ANYWAY, so, like, regarding #10. Obviously I tried to learn how to surf so that guys would think I was super cool and down and stuff. It definitely never ever bothers me when I paddle out and there’s tons of room and suddenly, from out of nowhere there are like six dudes crowding my space and trying to start up conversation. I mean, why would I care that they’re keeping me from getting waves when, duh, I don’t even care about catching them? Ya know? B-O-Y-S: BOYS! BOYS! BOYS
And, I mean. This place is super secret.
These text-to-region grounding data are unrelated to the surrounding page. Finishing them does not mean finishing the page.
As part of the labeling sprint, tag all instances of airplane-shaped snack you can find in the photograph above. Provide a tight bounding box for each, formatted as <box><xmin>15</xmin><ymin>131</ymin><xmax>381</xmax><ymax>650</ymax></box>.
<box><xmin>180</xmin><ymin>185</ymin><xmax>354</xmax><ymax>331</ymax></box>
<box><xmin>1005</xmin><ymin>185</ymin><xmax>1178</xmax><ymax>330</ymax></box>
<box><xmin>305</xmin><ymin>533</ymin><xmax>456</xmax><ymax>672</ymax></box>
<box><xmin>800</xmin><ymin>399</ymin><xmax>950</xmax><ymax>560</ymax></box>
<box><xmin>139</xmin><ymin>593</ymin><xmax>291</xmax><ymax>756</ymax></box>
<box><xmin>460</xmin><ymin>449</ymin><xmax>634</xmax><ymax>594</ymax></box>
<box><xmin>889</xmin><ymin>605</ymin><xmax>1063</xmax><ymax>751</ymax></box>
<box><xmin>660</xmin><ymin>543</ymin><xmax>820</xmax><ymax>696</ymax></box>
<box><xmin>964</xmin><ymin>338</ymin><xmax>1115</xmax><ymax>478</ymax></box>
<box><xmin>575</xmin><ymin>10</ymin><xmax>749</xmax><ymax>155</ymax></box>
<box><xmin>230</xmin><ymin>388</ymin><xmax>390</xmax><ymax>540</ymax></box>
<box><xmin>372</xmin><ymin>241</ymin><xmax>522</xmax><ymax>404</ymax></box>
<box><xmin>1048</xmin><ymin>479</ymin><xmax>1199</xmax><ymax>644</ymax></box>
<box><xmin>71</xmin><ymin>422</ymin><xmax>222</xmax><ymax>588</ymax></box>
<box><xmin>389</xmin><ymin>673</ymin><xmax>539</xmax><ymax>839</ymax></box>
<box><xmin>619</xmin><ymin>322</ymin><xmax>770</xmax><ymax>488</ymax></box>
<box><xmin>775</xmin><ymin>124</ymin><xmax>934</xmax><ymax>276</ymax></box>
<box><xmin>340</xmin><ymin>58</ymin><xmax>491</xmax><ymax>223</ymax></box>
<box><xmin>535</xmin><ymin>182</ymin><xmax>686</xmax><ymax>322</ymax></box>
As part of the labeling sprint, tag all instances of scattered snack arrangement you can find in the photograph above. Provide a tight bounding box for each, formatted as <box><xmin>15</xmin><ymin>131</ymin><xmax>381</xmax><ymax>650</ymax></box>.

Like, if they hadn’t shown up there, the masses never would have known it existed because, um, it’s totally right underneath the Golden Gate Bridge AND NO ONE EVER GOES TO THAT THING. It’s like, sooooooo 75 years ago.
And, ohmygod, you guys? People were kind of pissed. Because, as you and I both know perfectly well, you don’t just SHOW UP at a locals-only spot if you’re a girl. ESPECIALLY not if you’re a girl with a sponsor. I mean, just. Ugh. SO TACKY.
So yeah, these girls showed up and the guys? They actually “let” them catch waves. Lucky for the girls, the Pacific Ocean wasn’t showing off her powerful ways that day (Isn’t it so cute that men let the ocean be female? I mean, obviously she has to be because she’s like TOTALLY always about to get her period, right????), so anyway, she was tired that day, so these professional surfer chicas just had adorable little baby waves to ride all day long, but anyway, not the point.
(I HAVE BOOBIES TOO, BY THE WAY, IN CASE ANYONE FORGOT.)
I mean, duh, the guys complained about it afterward because, um, hi: they’re guys. They have a reputation to maintain WHICH I TOTALLY SUPPORT.
So I just want to say to the men who let those Roxy girls catch those waves in their super secret spot: Thank you. You guys are seriously the most awesomest ever. I know it was a really big deal to let those dumb girls surf on YOUR waves. Thanks guys! Love you.